A valuable lesson today: Almost any detour you take at this place, even one you didn’t particularly want to take, turns out to be worth the trip. Today, for instance, the screenwriting Fellows were told to attend the Paul Schrader master class on "Writing the Antihero." Turned out the antihero wasn’t really even mentioned, but we did get a pretty good introduction to finding powerful themes for your stories. (Tip: Write down what you’re most afraid of.) But alas, the class ran from 3 to 5 and the Fellows must fall out at 4:30 every Thursday afternoon for seminar, and this is our priority No. 1.

Really.
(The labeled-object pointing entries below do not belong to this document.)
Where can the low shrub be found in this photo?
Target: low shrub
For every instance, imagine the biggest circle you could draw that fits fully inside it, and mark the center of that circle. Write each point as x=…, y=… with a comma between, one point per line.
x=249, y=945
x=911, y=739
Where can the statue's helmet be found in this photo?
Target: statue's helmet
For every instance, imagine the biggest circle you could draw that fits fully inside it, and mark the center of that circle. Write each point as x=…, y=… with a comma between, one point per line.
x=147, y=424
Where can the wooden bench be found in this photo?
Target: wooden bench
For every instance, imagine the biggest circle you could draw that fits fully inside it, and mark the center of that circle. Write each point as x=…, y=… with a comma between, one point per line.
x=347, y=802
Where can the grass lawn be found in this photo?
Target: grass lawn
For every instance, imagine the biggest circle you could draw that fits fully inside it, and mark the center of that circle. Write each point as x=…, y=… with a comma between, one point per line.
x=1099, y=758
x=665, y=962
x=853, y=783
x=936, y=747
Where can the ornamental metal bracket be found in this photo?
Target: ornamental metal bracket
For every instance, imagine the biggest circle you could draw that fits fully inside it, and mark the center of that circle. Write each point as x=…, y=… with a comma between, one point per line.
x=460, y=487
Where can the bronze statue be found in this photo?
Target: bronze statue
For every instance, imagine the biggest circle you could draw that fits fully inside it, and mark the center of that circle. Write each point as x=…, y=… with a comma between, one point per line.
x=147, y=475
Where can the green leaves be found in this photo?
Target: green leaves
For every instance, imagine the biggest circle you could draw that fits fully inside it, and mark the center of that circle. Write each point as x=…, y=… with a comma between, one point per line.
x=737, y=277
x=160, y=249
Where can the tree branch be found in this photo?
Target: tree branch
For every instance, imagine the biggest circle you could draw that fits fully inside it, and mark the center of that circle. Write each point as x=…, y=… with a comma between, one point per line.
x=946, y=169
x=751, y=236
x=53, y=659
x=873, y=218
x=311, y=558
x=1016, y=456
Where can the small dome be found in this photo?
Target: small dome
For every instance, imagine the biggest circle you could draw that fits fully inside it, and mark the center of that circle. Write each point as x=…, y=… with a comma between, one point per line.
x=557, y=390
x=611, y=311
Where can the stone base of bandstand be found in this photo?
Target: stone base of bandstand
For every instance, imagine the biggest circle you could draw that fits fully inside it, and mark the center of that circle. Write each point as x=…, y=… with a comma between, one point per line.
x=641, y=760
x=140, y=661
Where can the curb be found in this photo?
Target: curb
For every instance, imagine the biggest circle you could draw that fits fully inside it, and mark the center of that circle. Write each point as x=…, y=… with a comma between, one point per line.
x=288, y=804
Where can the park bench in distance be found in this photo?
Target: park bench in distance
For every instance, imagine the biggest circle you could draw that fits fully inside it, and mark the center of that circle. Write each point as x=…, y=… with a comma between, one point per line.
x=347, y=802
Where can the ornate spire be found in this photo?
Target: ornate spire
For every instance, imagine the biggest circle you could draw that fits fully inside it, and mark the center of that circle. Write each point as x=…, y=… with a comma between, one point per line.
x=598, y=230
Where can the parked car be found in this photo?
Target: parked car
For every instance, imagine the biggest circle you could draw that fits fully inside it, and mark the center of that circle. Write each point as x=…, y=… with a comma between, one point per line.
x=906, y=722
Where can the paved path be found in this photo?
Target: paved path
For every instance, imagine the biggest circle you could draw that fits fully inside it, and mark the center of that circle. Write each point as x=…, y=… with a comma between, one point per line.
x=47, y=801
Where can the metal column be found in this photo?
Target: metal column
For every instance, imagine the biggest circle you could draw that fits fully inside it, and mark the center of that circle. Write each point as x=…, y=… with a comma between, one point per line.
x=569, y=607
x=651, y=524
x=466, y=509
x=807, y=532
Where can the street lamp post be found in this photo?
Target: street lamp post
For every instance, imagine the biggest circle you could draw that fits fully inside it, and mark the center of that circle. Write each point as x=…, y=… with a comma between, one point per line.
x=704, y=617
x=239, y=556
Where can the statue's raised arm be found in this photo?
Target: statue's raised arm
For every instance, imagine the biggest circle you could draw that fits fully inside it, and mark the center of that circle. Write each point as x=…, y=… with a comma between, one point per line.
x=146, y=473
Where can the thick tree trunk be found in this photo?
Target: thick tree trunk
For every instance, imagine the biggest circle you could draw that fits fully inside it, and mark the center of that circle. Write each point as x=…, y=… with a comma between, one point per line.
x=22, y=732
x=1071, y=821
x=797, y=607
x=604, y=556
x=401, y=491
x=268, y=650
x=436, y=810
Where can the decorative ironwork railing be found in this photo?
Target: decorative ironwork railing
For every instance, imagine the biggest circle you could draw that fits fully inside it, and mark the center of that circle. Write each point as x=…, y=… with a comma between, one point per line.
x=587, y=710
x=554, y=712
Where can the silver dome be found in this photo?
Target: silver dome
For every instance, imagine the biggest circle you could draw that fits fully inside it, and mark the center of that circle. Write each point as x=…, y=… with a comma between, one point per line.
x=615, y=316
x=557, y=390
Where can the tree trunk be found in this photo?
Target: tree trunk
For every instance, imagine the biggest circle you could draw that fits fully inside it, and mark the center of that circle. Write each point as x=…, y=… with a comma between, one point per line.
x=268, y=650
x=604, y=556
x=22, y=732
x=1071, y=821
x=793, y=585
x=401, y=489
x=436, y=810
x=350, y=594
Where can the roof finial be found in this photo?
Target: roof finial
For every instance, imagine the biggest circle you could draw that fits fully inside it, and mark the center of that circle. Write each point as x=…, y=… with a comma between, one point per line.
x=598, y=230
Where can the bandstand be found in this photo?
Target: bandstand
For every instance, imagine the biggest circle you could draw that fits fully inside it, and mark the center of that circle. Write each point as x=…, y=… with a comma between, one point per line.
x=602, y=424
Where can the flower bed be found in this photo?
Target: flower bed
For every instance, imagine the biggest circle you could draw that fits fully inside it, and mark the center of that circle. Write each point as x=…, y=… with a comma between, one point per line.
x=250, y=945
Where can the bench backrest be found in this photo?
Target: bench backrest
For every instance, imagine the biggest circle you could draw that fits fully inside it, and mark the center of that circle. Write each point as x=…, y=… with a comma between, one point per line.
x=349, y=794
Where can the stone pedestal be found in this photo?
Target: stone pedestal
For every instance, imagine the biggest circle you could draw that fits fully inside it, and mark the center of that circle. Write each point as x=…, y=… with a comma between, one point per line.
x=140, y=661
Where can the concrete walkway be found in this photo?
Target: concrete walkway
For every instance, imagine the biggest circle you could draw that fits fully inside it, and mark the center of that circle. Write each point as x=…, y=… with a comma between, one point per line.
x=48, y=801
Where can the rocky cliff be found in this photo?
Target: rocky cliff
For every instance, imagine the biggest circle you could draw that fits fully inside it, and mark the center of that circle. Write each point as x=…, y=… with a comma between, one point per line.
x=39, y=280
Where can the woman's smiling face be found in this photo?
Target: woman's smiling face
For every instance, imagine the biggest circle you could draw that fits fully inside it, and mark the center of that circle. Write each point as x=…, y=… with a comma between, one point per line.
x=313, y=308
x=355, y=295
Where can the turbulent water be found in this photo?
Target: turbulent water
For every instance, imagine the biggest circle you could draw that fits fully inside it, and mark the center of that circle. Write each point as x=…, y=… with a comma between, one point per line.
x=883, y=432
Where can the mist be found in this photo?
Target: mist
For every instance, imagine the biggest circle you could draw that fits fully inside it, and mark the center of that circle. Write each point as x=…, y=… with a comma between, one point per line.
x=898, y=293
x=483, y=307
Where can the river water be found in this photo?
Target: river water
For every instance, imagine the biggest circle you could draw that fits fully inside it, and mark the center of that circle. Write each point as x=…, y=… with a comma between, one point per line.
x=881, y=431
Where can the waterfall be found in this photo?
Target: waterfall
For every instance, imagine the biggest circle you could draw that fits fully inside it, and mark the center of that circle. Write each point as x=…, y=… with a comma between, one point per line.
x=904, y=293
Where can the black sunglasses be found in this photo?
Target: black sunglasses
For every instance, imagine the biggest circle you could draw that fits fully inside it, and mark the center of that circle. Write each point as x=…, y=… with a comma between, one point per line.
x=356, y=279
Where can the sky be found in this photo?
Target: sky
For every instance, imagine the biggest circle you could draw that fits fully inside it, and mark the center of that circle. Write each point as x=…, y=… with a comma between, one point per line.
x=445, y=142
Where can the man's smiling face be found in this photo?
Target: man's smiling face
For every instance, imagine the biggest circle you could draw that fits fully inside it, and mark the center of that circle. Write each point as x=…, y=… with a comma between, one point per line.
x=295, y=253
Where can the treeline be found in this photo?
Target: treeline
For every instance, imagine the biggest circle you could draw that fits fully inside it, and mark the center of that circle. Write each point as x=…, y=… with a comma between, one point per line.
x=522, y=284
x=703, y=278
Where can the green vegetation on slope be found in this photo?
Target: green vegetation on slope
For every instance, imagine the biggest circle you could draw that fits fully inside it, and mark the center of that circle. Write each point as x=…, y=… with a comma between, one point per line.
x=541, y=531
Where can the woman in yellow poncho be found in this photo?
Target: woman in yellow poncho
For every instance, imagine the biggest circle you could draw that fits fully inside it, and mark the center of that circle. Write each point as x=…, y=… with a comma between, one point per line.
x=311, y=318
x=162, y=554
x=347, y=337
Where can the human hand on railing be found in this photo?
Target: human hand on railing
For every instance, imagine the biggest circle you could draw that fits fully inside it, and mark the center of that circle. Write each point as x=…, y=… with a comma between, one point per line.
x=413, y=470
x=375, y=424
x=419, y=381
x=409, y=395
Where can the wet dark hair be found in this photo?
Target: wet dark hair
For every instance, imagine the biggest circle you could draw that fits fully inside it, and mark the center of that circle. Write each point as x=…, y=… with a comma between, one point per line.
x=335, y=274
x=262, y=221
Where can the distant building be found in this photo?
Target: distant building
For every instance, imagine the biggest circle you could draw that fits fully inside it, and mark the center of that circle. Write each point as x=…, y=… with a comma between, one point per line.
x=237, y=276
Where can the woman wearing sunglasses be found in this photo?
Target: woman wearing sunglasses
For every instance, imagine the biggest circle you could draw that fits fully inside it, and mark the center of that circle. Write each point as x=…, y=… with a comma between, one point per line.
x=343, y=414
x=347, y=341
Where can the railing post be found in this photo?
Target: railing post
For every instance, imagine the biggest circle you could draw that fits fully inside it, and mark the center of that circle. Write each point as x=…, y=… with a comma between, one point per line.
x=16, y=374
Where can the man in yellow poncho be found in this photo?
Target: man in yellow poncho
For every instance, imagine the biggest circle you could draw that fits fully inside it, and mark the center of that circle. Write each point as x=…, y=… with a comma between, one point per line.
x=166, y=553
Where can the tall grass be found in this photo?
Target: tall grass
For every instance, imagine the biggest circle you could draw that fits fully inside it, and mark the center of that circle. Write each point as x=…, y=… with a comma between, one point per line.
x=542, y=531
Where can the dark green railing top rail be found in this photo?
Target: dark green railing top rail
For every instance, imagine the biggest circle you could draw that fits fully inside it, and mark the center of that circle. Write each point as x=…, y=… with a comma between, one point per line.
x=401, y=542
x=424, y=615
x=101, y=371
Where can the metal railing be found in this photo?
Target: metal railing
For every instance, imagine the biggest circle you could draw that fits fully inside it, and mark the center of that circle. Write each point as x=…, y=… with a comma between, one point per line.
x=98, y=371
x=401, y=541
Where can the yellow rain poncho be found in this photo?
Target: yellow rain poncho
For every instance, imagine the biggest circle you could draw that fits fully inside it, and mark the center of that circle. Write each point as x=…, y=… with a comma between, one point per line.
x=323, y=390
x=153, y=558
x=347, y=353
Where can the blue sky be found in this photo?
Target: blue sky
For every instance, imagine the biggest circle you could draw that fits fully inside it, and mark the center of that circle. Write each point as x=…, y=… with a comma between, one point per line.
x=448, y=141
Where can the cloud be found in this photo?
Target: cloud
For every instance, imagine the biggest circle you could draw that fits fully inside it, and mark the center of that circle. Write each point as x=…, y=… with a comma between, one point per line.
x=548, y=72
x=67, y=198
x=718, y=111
It’s one of a mere three rules you agree to when you come here, but it’s unbreakable for most things short of spontaneous combustion, and certainly for master classes. So.

I have to say, I left the class reluctantly. The seminar was a tour of something called the Media Union, and given a choice, I’d rather have heard Schrader talk about how he conceived "Taxi Driver."

OK, but we went. And it turns out it was worth the trip. In a nutshell, the U of M Media Union is a vast building crammed with state-of-the-art technology, all available to anyone with an M-Card, and, as they told us over and over and over, "It’s all yours! And it’s all free!"

You can, among a thousand other things, use the state-of-the-art audio studio; record your own CD; compose electronic music; mount a performance and record the whole thing; edit the performance tapes; capture video in all formats and transfer it to any other format); scan photos, negatives or slides; print a poster; play around with 3D imaging, design and software; mess around in the virtual reality cave, even print out your 3D creations — in 3D.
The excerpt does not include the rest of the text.